‘Tax landlords to pay for social care’

Extra funding for social care could have been raised through taxing landlords, Labour Leader Sir Keir Starmer MP has said. 

Speaking at the LGA Labour Leaders’ Summit, he said the Government’s plans to raise National Insurance on employees and employers to pay for the NHS backlog and social care were “unfair” and “poorly thought through”. 

Instead, the money could have been raised by taxing the incomes of landlords, and those who buy and sell large quantities of financial assets, stocks and shares. 

Under the Government’s plans, there will be a 1.25 percentage point rise in National Insurance from next April for workers and employers, meaning that someone earning £30,000 will pay an extra £255 a year, while someone on a £50,000 salary will pay £505. 

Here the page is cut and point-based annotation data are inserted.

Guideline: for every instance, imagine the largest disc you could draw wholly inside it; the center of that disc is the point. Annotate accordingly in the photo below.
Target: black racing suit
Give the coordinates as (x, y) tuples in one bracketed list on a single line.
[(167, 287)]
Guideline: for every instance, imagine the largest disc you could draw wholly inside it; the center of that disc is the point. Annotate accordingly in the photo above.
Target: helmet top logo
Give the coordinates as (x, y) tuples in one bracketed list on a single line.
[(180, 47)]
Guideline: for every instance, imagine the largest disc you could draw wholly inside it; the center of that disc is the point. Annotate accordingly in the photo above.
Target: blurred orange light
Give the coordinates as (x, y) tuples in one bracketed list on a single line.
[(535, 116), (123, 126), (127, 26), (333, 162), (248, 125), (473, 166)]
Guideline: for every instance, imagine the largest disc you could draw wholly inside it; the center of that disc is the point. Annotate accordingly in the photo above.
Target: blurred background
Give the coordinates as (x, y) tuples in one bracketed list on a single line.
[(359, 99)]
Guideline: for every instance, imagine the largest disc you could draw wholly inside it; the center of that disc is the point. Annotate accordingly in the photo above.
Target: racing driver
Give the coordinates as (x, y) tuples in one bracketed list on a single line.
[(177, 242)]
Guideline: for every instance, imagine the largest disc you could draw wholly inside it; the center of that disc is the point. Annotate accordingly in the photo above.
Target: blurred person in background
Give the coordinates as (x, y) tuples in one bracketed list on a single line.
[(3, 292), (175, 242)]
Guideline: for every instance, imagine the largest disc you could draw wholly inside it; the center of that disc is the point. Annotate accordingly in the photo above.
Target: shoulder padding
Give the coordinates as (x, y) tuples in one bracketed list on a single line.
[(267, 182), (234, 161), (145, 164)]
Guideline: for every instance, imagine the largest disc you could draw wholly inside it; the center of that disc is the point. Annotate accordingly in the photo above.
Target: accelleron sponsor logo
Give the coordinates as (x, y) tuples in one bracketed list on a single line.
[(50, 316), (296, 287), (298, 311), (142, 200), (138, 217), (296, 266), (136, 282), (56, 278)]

Sir Keir said: “Working people will pay more tax now, but might still have to sell their home to pay even more later.”

The Government’s plans would leave “a private landlord, renting out multiple properties, not paying a penny more in tax, and their hard-working tenants to pick up the burden”. 

Sir Keir warned that the plans would not provide any money for councils in the short term and would force them to put up council tax to meet demand. 

Labour would instead introduce a principle of “home first” care, shifting the focus to prevention and early intervention, and introduce a “new deal” for care workers, he said.